Vu la procédure suivante :

Par une requête enregistrée le 6 mai 2025, M. B... A... conteste l’avis de somme à payer émis le 3 avril 2025 par le département de Meurthe-et-Moselle en vue du recouvrement de la somme de 50 euros.


Vu :
- la lettre recommandée avec accusé de réception en date du 14 mai 2025, adressée par le greffe du tribunal à M. A... l’invitant à motiver sa requête dans le délai d’un mois en lui adressant à cet effet le formulaire prévu par l’article R. 772-6 du code de justice administrative.
- les autres pièces du dossier.

Vu le code de justice administrative ;

Aux termes de l’article R. 221-1 du code de justice administrative: « « Les présidents de tribunal administratif (…) peuvent, par ordonnance (…) (…) 4° Rejeter les requêtes manifestement irrecevables, lorsque (…) elles n'ont pas été régularisées à l'expiration du délai imparti par une demande en ce sens (…) ». Aux termes de l’article R. 612-1 du même code : « Lorsque des conclusions sont entachées d'une irrecevabilité susceptible d'être couverte après l'expiration du délai de recours, la juridiction ne peut les rejeter en relevant d'office cette irrecevabilité qu'après avoir invité leur auteur à les régulariser ».
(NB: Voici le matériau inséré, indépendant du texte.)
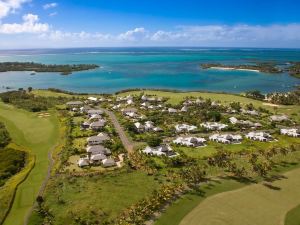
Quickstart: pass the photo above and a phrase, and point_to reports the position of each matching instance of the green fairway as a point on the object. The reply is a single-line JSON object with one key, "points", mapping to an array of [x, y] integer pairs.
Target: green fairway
{"points": [[177, 97], [94, 198], [181, 207], [255, 204], [39, 135], [293, 216]]}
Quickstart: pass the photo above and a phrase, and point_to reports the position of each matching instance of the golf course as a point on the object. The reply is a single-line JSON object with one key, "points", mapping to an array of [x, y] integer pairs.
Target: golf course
{"points": [[40, 135], [259, 204]]}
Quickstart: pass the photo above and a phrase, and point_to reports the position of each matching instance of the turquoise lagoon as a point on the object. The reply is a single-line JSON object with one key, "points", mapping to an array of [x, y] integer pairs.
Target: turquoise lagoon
{"points": [[153, 68]]}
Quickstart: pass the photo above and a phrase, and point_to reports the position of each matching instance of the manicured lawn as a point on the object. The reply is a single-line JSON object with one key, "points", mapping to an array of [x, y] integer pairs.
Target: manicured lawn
{"points": [[293, 216], [246, 145], [175, 98], [39, 135], [102, 197], [255, 204], [180, 208]]}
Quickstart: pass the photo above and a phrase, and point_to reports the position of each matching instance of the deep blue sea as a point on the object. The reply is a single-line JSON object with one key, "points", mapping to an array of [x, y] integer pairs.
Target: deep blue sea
{"points": [[159, 68]]}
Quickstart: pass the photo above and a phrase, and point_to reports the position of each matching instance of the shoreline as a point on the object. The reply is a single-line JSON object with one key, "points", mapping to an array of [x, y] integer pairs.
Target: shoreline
{"points": [[232, 68]]}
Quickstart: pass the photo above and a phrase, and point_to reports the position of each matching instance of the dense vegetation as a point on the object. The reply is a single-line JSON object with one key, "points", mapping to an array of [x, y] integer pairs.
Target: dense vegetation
{"points": [[26, 100], [262, 67], [294, 70], [11, 160], [38, 67], [4, 136]]}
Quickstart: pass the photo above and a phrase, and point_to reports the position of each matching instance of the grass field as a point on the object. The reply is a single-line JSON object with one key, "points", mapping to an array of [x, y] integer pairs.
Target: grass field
{"points": [[39, 135], [175, 98], [177, 211], [246, 145], [293, 216], [99, 197], [255, 204]]}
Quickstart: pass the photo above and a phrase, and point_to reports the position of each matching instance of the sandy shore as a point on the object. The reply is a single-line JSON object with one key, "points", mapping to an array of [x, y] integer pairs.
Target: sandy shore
{"points": [[231, 68]]}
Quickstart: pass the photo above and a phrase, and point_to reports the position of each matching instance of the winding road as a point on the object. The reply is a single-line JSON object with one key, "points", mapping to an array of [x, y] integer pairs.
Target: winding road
{"points": [[128, 145]]}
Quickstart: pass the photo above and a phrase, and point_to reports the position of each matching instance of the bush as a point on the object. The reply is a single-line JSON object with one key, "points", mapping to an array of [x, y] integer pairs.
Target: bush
{"points": [[4, 136]]}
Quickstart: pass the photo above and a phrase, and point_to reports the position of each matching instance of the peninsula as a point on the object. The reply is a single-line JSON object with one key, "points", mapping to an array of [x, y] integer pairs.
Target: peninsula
{"points": [[38, 67], [262, 67]]}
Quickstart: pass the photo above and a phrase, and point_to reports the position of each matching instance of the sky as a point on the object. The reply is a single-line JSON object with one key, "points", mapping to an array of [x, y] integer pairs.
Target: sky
{"points": [[125, 23]]}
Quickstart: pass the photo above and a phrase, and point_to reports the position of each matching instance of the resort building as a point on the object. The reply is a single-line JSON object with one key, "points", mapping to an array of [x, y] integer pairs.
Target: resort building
{"points": [[190, 141], [226, 138], [259, 136], [292, 132], [279, 118], [162, 150], [97, 149], [98, 125], [213, 126], [185, 128]]}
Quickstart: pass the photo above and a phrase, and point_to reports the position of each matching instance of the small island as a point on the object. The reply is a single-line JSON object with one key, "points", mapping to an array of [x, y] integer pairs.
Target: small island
{"points": [[262, 67], [38, 67], [294, 69]]}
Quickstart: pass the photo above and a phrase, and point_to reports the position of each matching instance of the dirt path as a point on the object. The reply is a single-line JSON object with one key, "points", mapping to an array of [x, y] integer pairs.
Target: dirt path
{"points": [[126, 142], [252, 205]]}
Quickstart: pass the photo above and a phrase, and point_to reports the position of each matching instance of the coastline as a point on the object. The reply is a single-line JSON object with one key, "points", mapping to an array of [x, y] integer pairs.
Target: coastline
{"points": [[231, 68]]}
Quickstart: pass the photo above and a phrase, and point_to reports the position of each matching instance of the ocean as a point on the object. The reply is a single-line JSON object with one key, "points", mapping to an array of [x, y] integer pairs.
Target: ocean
{"points": [[153, 68]]}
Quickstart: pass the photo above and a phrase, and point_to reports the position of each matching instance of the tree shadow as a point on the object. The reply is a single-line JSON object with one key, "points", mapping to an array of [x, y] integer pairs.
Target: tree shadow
{"points": [[272, 187], [275, 178]]}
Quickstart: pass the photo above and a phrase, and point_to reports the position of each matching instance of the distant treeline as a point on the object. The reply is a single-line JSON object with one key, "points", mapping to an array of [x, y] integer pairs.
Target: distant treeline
{"points": [[38, 67], [30, 102], [293, 69], [12, 161], [262, 67]]}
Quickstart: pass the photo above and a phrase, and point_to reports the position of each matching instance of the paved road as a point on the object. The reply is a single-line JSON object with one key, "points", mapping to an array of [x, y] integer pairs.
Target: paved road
{"points": [[128, 145]]}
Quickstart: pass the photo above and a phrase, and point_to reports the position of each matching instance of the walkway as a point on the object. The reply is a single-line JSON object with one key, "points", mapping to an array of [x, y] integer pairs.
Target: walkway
{"points": [[128, 145]]}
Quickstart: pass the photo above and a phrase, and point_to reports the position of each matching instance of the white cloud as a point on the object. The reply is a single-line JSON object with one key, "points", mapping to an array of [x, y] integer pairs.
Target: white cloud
{"points": [[241, 35], [133, 35], [53, 14], [30, 25], [50, 5], [9, 6]]}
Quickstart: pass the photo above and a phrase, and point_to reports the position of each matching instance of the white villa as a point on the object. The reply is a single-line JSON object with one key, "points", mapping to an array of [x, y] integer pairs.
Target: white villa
{"points": [[98, 124], [94, 112], [92, 99], [99, 139], [96, 159], [190, 141], [97, 149], [150, 99], [279, 118], [171, 110], [185, 128], [226, 138], [250, 112], [292, 132], [184, 109], [162, 150], [214, 126], [234, 121], [259, 136], [148, 126]]}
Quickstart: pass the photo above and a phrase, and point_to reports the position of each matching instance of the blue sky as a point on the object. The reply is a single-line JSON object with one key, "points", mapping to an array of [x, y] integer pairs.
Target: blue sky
{"points": [[97, 23]]}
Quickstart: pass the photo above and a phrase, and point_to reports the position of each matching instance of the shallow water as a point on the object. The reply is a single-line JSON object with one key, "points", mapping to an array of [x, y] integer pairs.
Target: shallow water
{"points": [[168, 68]]}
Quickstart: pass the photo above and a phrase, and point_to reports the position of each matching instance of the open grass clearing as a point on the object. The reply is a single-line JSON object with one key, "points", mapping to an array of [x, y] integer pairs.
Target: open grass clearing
{"points": [[258, 204], [293, 216], [246, 145], [39, 135], [105, 195]]}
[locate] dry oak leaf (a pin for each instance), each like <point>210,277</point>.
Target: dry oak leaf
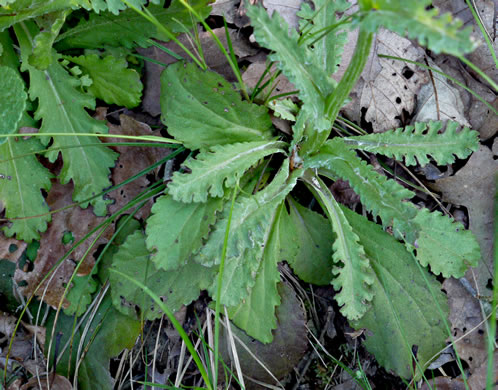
<point>387,89</point>
<point>73,221</point>
<point>474,187</point>
<point>215,61</point>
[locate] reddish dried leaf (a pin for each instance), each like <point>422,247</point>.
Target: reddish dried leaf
<point>74,220</point>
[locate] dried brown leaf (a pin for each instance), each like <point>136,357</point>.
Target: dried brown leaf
<point>473,186</point>
<point>387,88</point>
<point>78,222</point>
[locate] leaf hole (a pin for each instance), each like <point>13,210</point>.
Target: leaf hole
<point>407,73</point>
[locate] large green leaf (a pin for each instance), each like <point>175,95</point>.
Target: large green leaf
<point>128,27</point>
<point>256,313</point>
<point>113,82</point>
<point>177,287</point>
<point>202,109</point>
<point>61,106</point>
<point>20,10</point>
<point>219,168</point>
<point>13,98</point>
<point>404,315</point>
<point>306,239</point>
<point>414,20</point>
<point>176,230</point>
<point>353,274</point>
<point>22,179</point>
<point>108,333</point>
<point>318,26</point>
<point>296,61</point>
<point>250,231</point>
<point>414,143</point>
<point>383,197</point>
<point>445,245</point>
D’une part, l’article R. 411-1 du code de justice administrative prévoit que : « La juridiction est saisie par requête. La requête indique les nom et domicile des parties. Elle contient l’exposé des faits et moyens, ainsi que l’énoncé des conclusions soumises au juge. L’auteur d’une requête ne contenant l’exposé d’aucun moyen ne peut la régulariser par le dépôt d’un mémoire exposant un ou plusieurs moyens que jusqu’à l’expiration du délai de recours ».
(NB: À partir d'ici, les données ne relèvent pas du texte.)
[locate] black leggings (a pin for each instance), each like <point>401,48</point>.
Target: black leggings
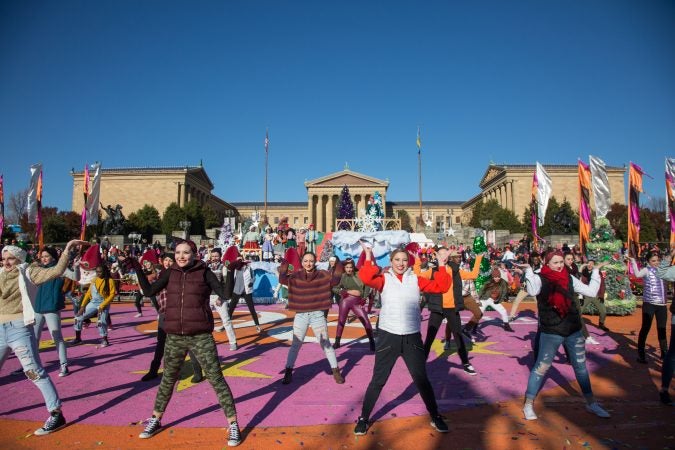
<point>389,347</point>
<point>648,312</point>
<point>435,320</point>
<point>249,302</point>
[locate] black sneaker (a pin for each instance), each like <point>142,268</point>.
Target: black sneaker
<point>361,427</point>
<point>234,435</point>
<point>152,428</point>
<point>55,422</point>
<point>439,424</point>
<point>468,368</point>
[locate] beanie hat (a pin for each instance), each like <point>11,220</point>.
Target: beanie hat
<point>91,258</point>
<point>15,251</point>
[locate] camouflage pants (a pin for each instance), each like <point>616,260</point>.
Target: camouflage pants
<point>204,347</point>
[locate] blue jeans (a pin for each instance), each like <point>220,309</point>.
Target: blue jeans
<point>316,320</point>
<point>54,325</point>
<point>548,347</point>
<point>21,340</point>
<point>91,310</point>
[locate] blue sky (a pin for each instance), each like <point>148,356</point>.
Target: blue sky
<point>156,83</point>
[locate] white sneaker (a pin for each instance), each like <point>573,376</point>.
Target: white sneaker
<point>528,411</point>
<point>596,409</point>
<point>590,340</point>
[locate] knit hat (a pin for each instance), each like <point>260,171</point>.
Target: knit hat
<point>149,255</point>
<point>91,258</point>
<point>15,251</point>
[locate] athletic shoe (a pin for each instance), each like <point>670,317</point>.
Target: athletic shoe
<point>439,424</point>
<point>665,398</point>
<point>361,427</point>
<point>596,409</point>
<point>152,428</point>
<point>234,436</point>
<point>528,411</point>
<point>591,340</point>
<point>55,422</point>
<point>468,368</point>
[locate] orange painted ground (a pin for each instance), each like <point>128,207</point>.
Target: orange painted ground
<point>627,389</point>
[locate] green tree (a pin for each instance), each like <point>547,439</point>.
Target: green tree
<point>172,216</point>
<point>146,221</point>
<point>194,213</point>
<point>210,217</point>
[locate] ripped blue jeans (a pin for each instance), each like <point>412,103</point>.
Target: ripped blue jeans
<point>20,339</point>
<point>548,347</point>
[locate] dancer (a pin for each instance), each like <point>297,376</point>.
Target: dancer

D’autre part, l’article R. 772-6 du même code précise, concernant les contentieux sociaux que : « Une requête de première instance ne peut être rejetée pour défaut ou pour insuffisance de motivation (...) qu'après que le requérant a été informé du rôle du juge administratif et de la nécessité de lui soumettre une argumentation propre à établir que la décision attaquée méconnaît ses droits et de lui transmettre, à cet effet, toutes les pièces justificatives utiles. / S'il y a lieu, le requérant est ainsi invité à régulariser sa requête dans le délai qui lui est imparti et dont le terme peut être fixé au-delà de l'expiration du délai de recours. Il est informé qu'à défaut de régularisation les conclusions pourront être rejetées comme irrecevables dès l'expiration du délai imparti qui, sauf urgence, ne peut être inférieur à quinze jours. La demande de régularisation tient lieu de l'information prévue à l'article R. 611-7 ».
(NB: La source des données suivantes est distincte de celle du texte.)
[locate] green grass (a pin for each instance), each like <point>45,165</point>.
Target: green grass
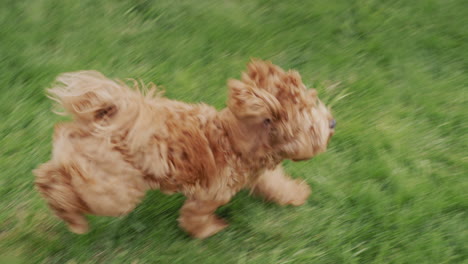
<point>391,189</point>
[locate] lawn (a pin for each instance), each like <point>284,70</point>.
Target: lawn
<point>392,187</point>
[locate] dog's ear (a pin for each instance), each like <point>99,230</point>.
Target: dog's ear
<point>249,102</point>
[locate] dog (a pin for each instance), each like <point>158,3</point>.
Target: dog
<point>123,142</point>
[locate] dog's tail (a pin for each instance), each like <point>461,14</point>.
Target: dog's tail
<point>89,96</point>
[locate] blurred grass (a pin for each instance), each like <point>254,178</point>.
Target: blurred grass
<point>391,189</point>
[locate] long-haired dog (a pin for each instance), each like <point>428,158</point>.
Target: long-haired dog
<point>123,142</point>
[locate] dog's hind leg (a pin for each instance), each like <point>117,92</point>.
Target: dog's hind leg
<point>53,182</point>
<point>278,187</point>
<point>198,219</point>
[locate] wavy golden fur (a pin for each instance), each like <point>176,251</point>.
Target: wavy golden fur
<point>123,142</point>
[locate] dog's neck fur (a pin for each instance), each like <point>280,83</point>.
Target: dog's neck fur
<point>249,141</point>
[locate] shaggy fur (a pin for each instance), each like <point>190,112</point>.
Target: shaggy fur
<point>123,142</point>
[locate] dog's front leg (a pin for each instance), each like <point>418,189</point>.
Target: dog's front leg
<point>278,187</point>
<point>198,219</point>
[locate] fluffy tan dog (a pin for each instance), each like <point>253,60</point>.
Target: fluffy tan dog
<point>123,142</point>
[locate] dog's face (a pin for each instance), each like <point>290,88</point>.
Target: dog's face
<point>276,104</point>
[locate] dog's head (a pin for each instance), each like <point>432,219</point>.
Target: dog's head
<point>294,121</point>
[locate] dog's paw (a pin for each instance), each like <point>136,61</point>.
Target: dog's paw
<point>301,193</point>
<point>78,228</point>
<point>212,227</point>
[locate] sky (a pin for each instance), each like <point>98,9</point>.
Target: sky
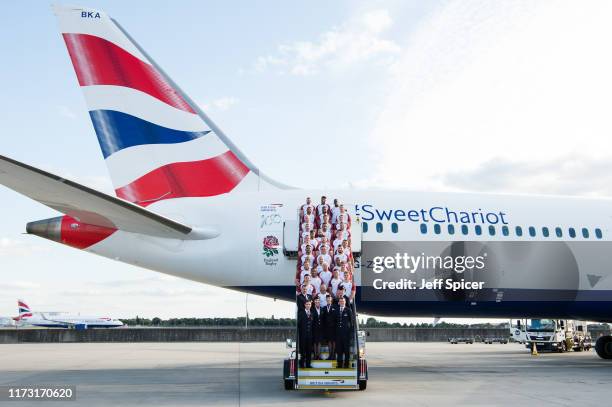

Il résulte de l’instruction, que pour contester l’avis de somme à payer émis le 3 avril 2025 par le département de Meurthe-et-Moselle en vue du recouvrement de la somme de 50 euros, M. A... n’évoque aucune cause d’irrégularité de la somme qui lui est réclamée. En raison de l’insuffisance de la motivation de la requête pour permettre au tribunal d’apprécier son bien-fondé, le requérant a été invité, par une lettre du greffe du tribunal, à remplir un formulaire qui devait lui être retourné dans un délai d’un mois, sous peine du rejet de la requête au motif de son irrecevabilité. Le pli contenant cette demande, envoyé en recommandé à l’adresse indiquée par le requérant, a été retourné au juge administratif avec la mention « pli avisé et non réclamé ». Il résulte des mentions précises, claires et concordantes portées sur l'enveloppe que l’intéressé a été avisé, le 17 mai 2025, de ce que le pli était à sa disposition au bureau de poste. Le pli doit donc être regardé comme étant parvenu à son destinataire le 17 mai 2025. Aucune régularisation n’étant parvenue au tribunal dans le délai imparti, la requête de M. A... est entachée d’une irrecevabilité manifeste et doit être rejetée pour ce motif en application des dispositions du 4° de l’article R. 222-1 du code de justice administrative.



O R D O N N E :


Article 1 : La requête de M. A... est rejetée.

Article 2 : La présente ordonnance sera notifiée à M. B... A....


Fait à Nancy, le 30 octobre 2025.



La présidente,




V. Ghisu-Deparis


La République mande et ordonne au préfet de Meurthe-et-Moselle en ce qui le concerne, et à tous huissiers de justice à ce requis en ce qui concerne les voies de droit commun, contre les parties privées, de pourvoir à l’exécution de la présente décision.